La pandemia ci ha mostrato che possiamo vivere e bene usando meno l’automobile. Che potremmo pensare di usarla quando ci serve senza possederne una. Che se consumassimo meno carne ridurremmo anche il rischio di salto di specie dei virus. Che se consumassimo meno avremmo una vita migliore.
Meno dati, meno plastica, meno stupidaggini. E più relazioni, più informazione, più democrazia, più speranza.
Dimmi quando quando
La guerra ci mostra che dobbiamo vivere usando meno energia per essere più indipendenti. Quando? Adesso. Ciò che pochi dicono è che in quanto individui consumiamo oggi più energia d’estate per il condizionamento di quanto ne usiamo d’inverno per il riscaldamento. Quindi attenzione: le nostre abitudini devono cambiare oggi, non poi. Se proprio dobbiamo usare l’auto, non accendiamo il condizionatore, e così a casa, usando la capacità di adattarci che ci ha portato nei secoli sino qui, e senza la quale non andremo molto più in là come specie.
Ottawa e gli uffici
Un maggio di vent'anni fa ero in un ufficio a Ottawa, le prime gemme sugli alberi, e a chi mi invitava a mettermi un maglione per contrastare il freddo interno risposi: «Aprite le finestre, questo è un sopruso!». Oggi i nostri uffici spesso non hanno finestre che si possano aprire. E il caldo prodotto dai computer si contrasta con i condizionatori. Sic. Siamo noi a produrre quel calore, usando il web in modo inconsapevole e eccessivo, e poi dobbiamo chiedere a altre macchine di ridurlo. E gli uffici pubblici sono spesso quelli che sprecano più energia, altro che esempio dato dalle istituzioni. Ma vi pare possibile?
Ora
Abbiamo evidenza del cambiamento climatico, abbiamo conosciuto una pandemia, ora una guerra che sentiamo vicina e ci fa paura. Tutte queste crisi indicano le stesse direzioni: il che fare è sotto gli occhi di tutti quelli che vogliono vedere. Ma non pare che molti capiscano, attaccati alle vecchie abitudini.

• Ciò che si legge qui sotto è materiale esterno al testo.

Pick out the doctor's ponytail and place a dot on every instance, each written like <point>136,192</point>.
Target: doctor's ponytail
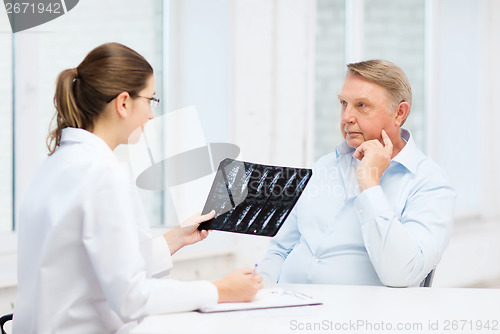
<point>82,93</point>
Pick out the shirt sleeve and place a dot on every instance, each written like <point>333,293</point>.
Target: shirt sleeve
<point>405,248</point>
<point>112,243</point>
<point>279,248</point>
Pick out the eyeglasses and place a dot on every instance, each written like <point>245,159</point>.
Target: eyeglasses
<point>153,101</point>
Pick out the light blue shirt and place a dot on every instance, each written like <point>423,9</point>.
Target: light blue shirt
<point>393,234</point>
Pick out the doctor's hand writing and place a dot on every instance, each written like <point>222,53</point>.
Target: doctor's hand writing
<point>187,232</point>
<point>375,158</point>
<point>239,286</point>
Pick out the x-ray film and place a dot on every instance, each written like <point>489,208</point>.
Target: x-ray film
<point>253,199</point>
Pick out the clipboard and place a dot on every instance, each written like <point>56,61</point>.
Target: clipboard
<point>266,298</point>
<point>253,199</point>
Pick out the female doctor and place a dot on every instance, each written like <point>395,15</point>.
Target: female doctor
<point>86,260</point>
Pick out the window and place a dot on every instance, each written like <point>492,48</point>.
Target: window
<point>6,152</point>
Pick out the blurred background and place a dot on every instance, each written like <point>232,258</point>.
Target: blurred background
<point>264,75</point>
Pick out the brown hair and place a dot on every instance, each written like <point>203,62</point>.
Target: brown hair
<point>388,75</point>
<point>83,92</point>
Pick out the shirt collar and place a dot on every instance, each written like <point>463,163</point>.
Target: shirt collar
<point>407,157</point>
<point>83,136</point>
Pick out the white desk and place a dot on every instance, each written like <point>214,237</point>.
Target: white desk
<point>350,309</point>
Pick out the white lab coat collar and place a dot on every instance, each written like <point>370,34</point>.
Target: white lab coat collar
<point>408,157</point>
<point>74,135</point>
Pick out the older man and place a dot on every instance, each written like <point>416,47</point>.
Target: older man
<point>377,211</point>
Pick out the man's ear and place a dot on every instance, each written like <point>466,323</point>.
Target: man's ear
<point>402,113</point>
<point>122,103</point>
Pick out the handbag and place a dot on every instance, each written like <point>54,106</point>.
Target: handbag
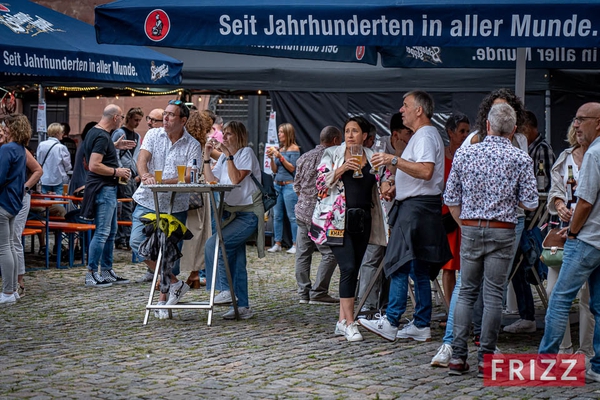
<point>267,189</point>
<point>553,246</point>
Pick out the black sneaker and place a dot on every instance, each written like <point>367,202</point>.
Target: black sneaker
<point>457,367</point>
<point>93,279</point>
<point>111,276</point>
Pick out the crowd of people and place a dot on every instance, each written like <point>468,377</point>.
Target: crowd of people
<point>407,202</point>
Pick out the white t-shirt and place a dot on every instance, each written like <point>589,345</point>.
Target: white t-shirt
<point>425,146</point>
<point>244,160</point>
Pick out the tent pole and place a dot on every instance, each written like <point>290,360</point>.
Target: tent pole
<point>520,73</point>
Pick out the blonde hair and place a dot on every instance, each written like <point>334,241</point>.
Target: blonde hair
<point>55,129</point>
<point>19,128</point>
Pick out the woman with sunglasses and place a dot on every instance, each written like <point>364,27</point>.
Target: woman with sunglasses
<point>242,216</point>
<point>13,160</point>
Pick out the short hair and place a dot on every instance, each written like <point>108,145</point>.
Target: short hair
<point>132,112</point>
<point>424,100</point>
<point>198,125</point>
<point>530,119</point>
<point>364,125</point>
<point>396,123</point>
<point>486,104</point>
<point>19,128</point>
<point>502,119</point>
<point>240,132</point>
<point>456,119</point>
<point>55,129</point>
<point>289,133</point>
<point>329,133</point>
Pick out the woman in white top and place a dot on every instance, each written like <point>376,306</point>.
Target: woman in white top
<point>55,160</point>
<point>234,166</point>
<point>557,205</point>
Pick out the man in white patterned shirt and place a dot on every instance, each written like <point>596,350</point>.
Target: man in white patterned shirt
<point>486,184</point>
<point>163,150</point>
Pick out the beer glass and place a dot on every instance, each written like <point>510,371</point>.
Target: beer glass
<point>356,153</point>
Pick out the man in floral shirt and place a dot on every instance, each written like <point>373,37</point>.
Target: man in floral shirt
<point>486,184</point>
<point>306,189</point>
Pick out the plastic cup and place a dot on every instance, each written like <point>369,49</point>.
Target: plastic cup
<point>181,174</point>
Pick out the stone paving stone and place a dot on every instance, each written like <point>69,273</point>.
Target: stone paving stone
<point>64,340</point>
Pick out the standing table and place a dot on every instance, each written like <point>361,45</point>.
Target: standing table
<point>217,212</point>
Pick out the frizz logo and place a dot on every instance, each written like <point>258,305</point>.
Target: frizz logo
<point>360,52</point>
<point>534,370</point>
<point>157,25</point>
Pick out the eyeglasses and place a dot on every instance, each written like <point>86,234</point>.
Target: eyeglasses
<point>169,114</point>
<point>153,120</point>
<point>579,120</point>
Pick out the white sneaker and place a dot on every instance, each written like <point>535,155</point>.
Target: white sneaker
<point>176,292</point>
<point>223,297</point>
<point>340,328</point>
<point>7,299</point>
<point>443,356</point>
<point>352,334</point>
<point>410,331</point>
<point>276,248</point>
<point>161,313</point>
<point>380,326</point>
<point>521,326</point>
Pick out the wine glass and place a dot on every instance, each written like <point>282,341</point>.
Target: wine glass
<point>356,152</point>
<point>378,147</point>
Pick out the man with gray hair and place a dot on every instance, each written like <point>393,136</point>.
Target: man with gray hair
<point>486,184</point>
<point>305,186</point>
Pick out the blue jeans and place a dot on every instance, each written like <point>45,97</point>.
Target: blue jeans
<point>580,264</point>
<point>138,236</point>
<point>105,219</point>
<point>419,273</point>
<point>235,235</point>
<point>485,258</point>
<point>286,203</point>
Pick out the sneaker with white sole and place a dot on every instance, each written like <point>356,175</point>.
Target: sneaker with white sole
<point>112,277</point>
<point>352,334</point>
<point>340,328</point>
<point>7,299</point>
<point>411,331</point>
<point>443,356</point>
<point>245,313</point>
<point>176,292</point>
<point>275,249</point>
<point>223,297</point>
<point>380,326</point>
<point>161,313</point>
<point>291,250</point>
<point>93,279</point>
<point>521,326</point>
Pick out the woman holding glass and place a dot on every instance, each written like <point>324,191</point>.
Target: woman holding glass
<point>348,214</point>
<point>13,158</point>
<point>557,205</point>
<point>283,164</point>
<point>243,210</point>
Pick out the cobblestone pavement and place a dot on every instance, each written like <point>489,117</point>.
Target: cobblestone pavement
<point>63,340</point>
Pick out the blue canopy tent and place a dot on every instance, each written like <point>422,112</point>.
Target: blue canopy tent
<point>39,45</point>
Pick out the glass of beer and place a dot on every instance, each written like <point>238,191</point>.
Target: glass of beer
<point>181,174</point>
<point>356,153</point>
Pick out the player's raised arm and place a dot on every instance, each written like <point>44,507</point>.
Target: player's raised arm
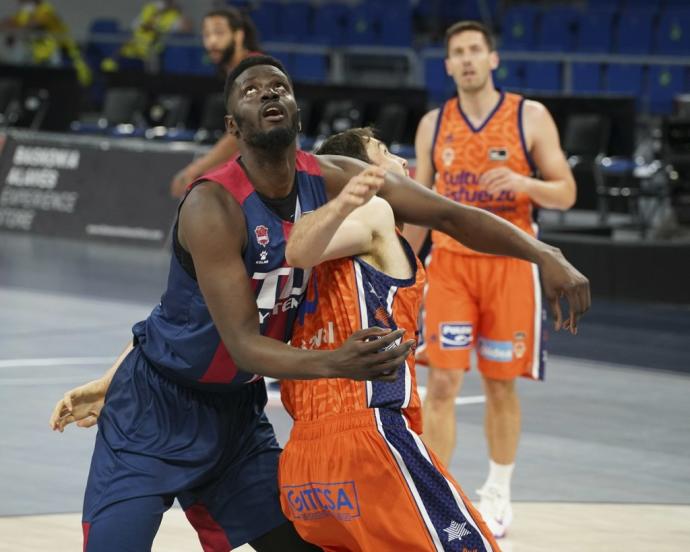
<point>338,228</point>
<point>477,229</point>
<point>212,230</point>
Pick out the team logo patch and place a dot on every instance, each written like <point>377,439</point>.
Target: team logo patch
<point>519,346</point>
<point>498,351</point>
<point>498,154</point>
<point>261,233</point>
<point>320,500</point>
<point>456,335</point>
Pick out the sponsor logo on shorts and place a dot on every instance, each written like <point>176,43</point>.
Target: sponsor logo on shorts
<point>498,154</point>
<point>456,335</point>
<point>519,346</point>
<point>261,233</point>
<point>319,500</point>
<point>498,351</point>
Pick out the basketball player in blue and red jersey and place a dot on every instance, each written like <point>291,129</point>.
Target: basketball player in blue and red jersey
<point>355,474</point>
<point>484,148</point>
<point>183,416</point>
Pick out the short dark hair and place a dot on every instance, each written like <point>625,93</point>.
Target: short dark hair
<point>237,21</point>
<point>462,26</point>
<point>350,143</point>
<point>245,64</point>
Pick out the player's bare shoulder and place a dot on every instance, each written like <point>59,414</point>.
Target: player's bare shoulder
<point>536,119</point>
<point>337,171</point>
<point>534,110</point>
<point>427,124</point>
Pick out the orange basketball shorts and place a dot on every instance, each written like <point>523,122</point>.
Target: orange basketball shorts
<point>364,481</point>
<point>491,304</point>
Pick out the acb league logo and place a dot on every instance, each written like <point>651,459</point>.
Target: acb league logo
<point>261,233</point>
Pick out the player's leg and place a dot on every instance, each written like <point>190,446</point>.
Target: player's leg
<point>154,438</point>
<point>508,347</point>
<point>126,526</point>
<point>240,504</point>
<point>450,319</point>
<point>440,426</point>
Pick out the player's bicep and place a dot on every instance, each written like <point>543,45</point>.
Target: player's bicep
<point>546,150</point>
<point>351,238</point>
<point>424,171</point>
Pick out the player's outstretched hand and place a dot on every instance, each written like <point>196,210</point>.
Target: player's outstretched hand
<point>560,279</point>
<point>359,190</point>
<point>82,405</point>
<point>371,354</point>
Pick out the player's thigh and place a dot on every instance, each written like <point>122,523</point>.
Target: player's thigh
<point>509,341</point>
<point>350,489</point>
<point>450,313</point>
<point>126,526</point>
<point>241,501</point>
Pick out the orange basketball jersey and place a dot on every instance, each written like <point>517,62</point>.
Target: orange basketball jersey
<point>462,153</point>
<point>343,296</point>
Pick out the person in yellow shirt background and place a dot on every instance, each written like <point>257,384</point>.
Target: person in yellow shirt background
<point>41,37</point>
<point>154,22</point>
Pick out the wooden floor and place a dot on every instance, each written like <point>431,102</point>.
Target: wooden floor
<point>538,527</point>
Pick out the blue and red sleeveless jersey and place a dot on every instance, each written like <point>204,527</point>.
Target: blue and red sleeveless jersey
<point>179,337</point>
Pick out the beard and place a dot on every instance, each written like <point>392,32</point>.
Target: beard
<point>274,140</point>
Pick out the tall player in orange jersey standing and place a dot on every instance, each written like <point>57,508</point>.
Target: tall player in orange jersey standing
<point>484,148</point>
<point>355,476</point>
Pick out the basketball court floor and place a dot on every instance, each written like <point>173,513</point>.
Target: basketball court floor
<point>603,462</point>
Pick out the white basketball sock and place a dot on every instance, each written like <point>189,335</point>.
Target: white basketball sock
<point>500,476</point>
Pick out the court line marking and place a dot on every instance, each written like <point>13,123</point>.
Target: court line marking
<point>273,394</point>
<point>63,361</point>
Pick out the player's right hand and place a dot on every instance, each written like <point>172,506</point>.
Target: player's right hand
<point>371,354</point>
<point>82,405</point>
<point>359,190</point>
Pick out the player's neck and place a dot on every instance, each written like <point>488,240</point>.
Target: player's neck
<point>477,105</point>
<point>271,173</point>
<point>388,255</point>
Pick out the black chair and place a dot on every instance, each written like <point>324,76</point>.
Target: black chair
<point>585,141</point>
<point>212,121</point>
<point>391,122</point>
<point>170,111</point>
<point>10,101</point>
<point>124,106</point>
<point>340,115</point>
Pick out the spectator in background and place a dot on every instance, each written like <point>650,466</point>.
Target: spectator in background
<point>40,37</point>
<point>154,22</point>
<point>229,36</point>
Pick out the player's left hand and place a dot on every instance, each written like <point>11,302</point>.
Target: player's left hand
<point>502,178</point>
<point>82,405</point>
<point>560,279</point>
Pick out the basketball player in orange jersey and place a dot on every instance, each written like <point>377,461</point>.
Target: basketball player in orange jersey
<point>354,474</point>
<point>483,148</point>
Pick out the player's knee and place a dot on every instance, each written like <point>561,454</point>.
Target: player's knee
<point>443,385</point>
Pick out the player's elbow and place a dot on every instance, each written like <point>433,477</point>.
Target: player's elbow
<point>297,257</point>
<point>569,196</point>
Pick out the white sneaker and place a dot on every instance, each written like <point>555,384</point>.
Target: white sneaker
<point>495,508</point>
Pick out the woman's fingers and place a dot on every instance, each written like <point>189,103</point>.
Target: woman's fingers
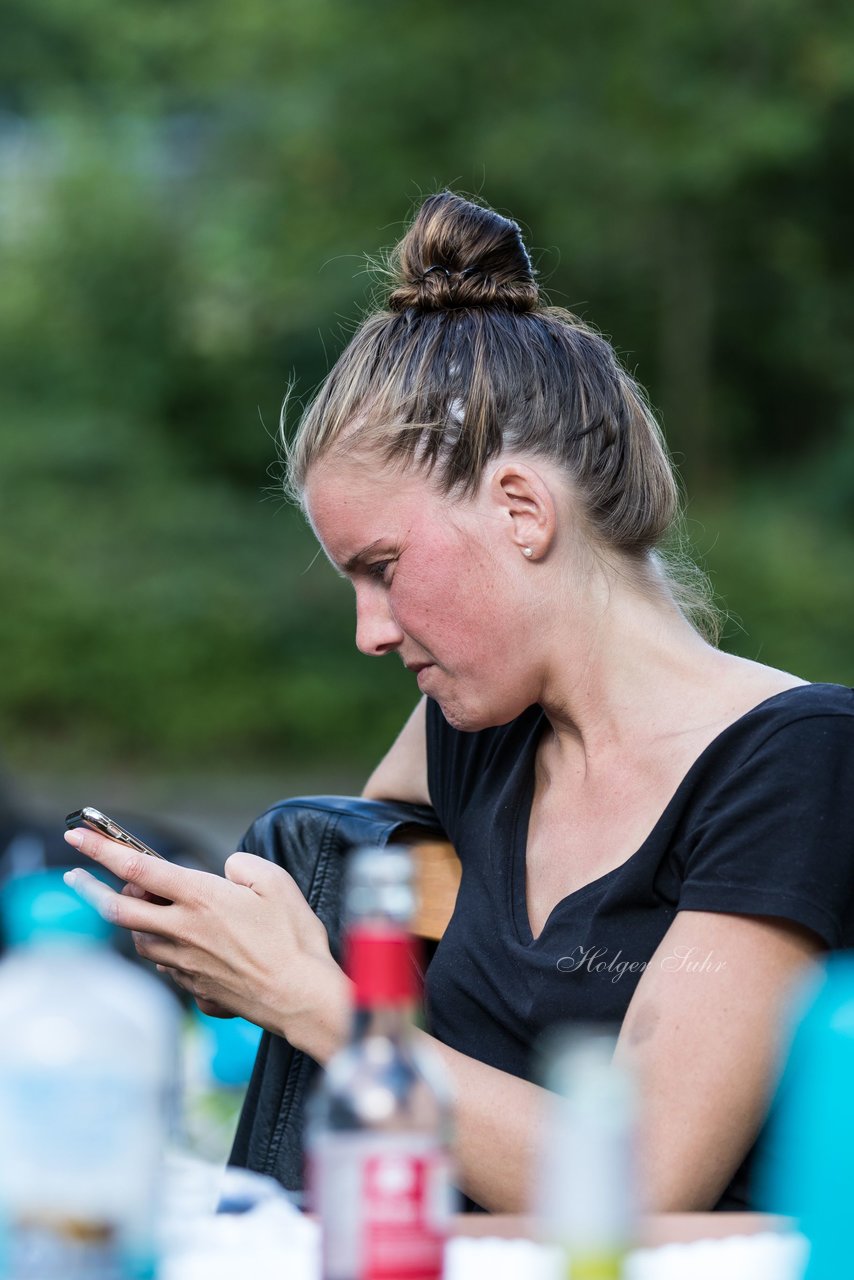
<point>154,874</point>
<point>128,912</point>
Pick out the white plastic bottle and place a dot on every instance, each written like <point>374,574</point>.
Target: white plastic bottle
<point>87,1075</point>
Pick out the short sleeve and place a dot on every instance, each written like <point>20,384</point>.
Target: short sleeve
<point>776,835</point>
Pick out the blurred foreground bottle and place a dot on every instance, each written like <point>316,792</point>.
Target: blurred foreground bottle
<point>87,1072</point>
<point>379,1124</point>
<point>587,1184</point>
<point>807,1160</point>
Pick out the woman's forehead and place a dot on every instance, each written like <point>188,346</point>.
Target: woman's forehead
<point>350,503</point>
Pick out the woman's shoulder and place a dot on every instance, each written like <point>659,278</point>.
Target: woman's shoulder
<point>803,702</point>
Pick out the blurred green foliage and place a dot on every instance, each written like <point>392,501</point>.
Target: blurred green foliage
<point>187,195</point>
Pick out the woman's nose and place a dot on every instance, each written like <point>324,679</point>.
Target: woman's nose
<point>377,630</point>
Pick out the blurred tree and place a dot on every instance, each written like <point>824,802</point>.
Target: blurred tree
<point>186,197</point>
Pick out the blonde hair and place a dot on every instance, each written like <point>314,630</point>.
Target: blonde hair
<point>467,361</point>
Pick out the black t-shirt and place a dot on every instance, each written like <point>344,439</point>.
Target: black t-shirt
<point>761,824</point>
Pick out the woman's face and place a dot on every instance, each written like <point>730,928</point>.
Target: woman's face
<point>437,581</point>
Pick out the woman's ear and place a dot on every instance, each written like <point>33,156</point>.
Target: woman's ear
<point>528,507</point>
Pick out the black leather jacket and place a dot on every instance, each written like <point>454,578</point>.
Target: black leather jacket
<point>310,837</point>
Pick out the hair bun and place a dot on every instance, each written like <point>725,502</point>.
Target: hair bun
<point>460,255</point>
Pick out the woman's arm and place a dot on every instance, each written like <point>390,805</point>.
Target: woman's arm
<point>700,1029</point>
<point>401,775</point>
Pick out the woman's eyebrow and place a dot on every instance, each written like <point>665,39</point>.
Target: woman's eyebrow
<point>357,561</point>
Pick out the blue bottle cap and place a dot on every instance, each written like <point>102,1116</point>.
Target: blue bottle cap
<point>41,908</point>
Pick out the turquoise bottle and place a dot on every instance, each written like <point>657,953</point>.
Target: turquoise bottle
<point>807,1168</point>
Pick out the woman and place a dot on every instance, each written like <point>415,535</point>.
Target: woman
<point>651,831</point>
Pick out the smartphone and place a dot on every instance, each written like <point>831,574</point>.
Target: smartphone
<point>104,826</point>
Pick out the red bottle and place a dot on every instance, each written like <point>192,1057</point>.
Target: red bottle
<point>379,1124</point>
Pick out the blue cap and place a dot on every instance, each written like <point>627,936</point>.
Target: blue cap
<point>41,906</point>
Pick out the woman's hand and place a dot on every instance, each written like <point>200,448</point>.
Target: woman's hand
<point>247,944</point>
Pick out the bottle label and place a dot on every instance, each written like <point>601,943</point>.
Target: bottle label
<point>384,1203</point>
<point>80,1175</point>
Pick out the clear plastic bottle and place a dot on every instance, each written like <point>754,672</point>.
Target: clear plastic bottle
<point>379,1124</point>
<point>587,1184</point>
<point>88,1046</point>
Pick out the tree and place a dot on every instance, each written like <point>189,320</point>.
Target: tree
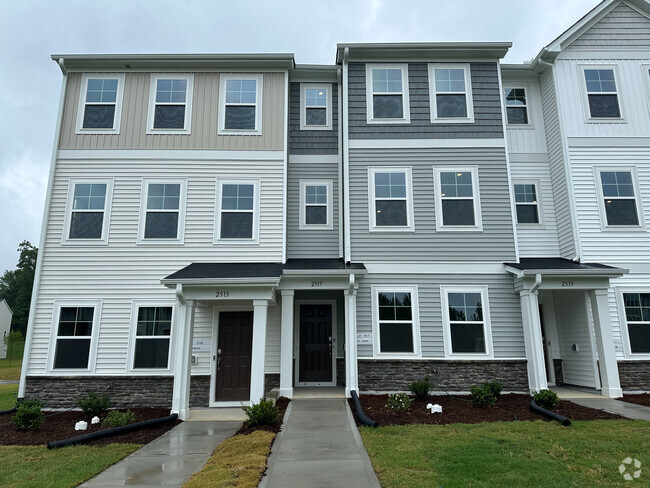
<point>16,286</point>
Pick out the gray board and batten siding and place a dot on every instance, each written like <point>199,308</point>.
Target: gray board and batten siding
<point>494,243</point>
<point>486,100</point>
<point>312,141</point>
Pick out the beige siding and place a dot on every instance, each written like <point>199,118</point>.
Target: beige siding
<point>205,109</point>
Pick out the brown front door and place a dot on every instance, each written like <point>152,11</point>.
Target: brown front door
<point>315,343</point>
<point>234,356</point>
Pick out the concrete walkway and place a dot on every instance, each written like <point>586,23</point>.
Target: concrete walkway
<point>319,446</point>
<point>169,460</point>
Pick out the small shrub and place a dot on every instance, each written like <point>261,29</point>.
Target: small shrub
<point>93,404</point>
<point>29,414</point>
<point>421,388</point>
<point>399,401</point>
<point>546,399</point>
<point>263,413</point>
<point>116,418</point>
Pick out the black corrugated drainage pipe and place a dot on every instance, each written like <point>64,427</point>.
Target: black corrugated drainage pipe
<point>357,406</point>
<point>82,439</point>
<point>551,415</point>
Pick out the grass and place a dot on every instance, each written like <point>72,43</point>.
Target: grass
<point>237,462</point>
<point>524,454</point>
<point>38,467</point>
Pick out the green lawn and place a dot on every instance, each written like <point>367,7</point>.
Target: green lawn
<point>38,467</point>
<point>523,454</point>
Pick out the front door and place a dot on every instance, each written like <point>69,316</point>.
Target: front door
<point>235,343</point>
<point>315,344</point>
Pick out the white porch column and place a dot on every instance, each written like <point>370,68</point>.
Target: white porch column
<point>611,385</point>
<point>286,345</point>
<point>533,340</point>
<point>258,354</point>
<point>182,364</point>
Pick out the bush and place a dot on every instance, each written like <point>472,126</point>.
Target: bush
<point>116,418</point>
<point>546,399</point>
<point>93,405</point>
<point>399,401</point>
<point>421,388</point>
<point>263,413</point>
<point>29,414</point>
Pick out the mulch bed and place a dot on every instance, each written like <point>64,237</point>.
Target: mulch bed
<point>60,425</point>
<point>458,409</point>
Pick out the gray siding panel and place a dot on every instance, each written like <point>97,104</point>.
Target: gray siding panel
<point>312,141</point>
<point>494,243</point>
<point>485,94</point>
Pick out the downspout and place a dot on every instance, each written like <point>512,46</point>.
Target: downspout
<point>41,243</point>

Abbiamo bisogno di una terza guerra mondiale per fare la somma e capire che dobbiamo consumare meno combustibili fossili per climatizzare la casa – ora – e muovere meno automobili sempre più pesanti – ora – e consumare molta meno carne rossa, che richiede enormi quantità di foraggi e acqua, per lasciare invece il mais al consumo umano, ora?
Noi e il potere
È peraltro molto difficile capire la storia mentre la stai vivendo. Prete Liprando si sottomise al giudizio di Dio, camminando sui carboni ardenti, per implorare la fine delle crociate. La nota canzone di Enzo Jannacci e Dario Fo, del 1964, di quello che “non ho visto un accidente, son venuto da Como per niente” mi insegnò che è difficile capire la storia mentre la stai vivendo, ma anche che è molto meglio provarci piuttosto che guardare a terra, gli occhi bassi sul social per vedere se Prete Liprando soccombe o meno, perché quello è ciò che il potere vuole che tu faccia per non metterlo in discussione cambiando le tue abitudini.
Draghi e i condizionatori
Pace o condizionatori? Draghi, secondo me, ha ragione. E dolosamente ignorante è chi lo accusa di ridicolo. Adesso, fino da adesso in maggio, possiamo e dobbiamo cambiare i nostri comportamenti individuali per cambiare le cose.
Dobbiamo ridurre i consumi energetici adesso, per salvare le riserve acquistate a prezzi ridotti rispetto agli attuali. È la sfida di adesso, dell’estate. Per con-vivere tra noi e con il pianeta che ci ospita da poco, cambiando molti degli attuali parametri di misura di crescita e progresso.
Non abbiamo tempo fino all’autunno per adeguarci e imparare.
Adesso è ora di cambiare, dimenticare i condizionatori e imparare a con-vivere con il clima del momento, consumare meno carne rossa, riparare gli smartphone e andare a piedi quando possibile, godendoci le città invece di incazzarci ai semafori.
A chi si chiede se è sufficiente possiamo sommessamente dire che forse non lo è, ma è una condizione necessaria. E presto sarà sufficiente: ogni piatto di proteine vegetali che riscopriamo, ogni camminata che ci godiamo, aiuta figli e nipoti a vivere in un mondo che cresce davvero, insieme alla terra, stakeholder per ora muto di cui non vogliamo proprio sentire la voce, perché per noi sarà troppo tardi.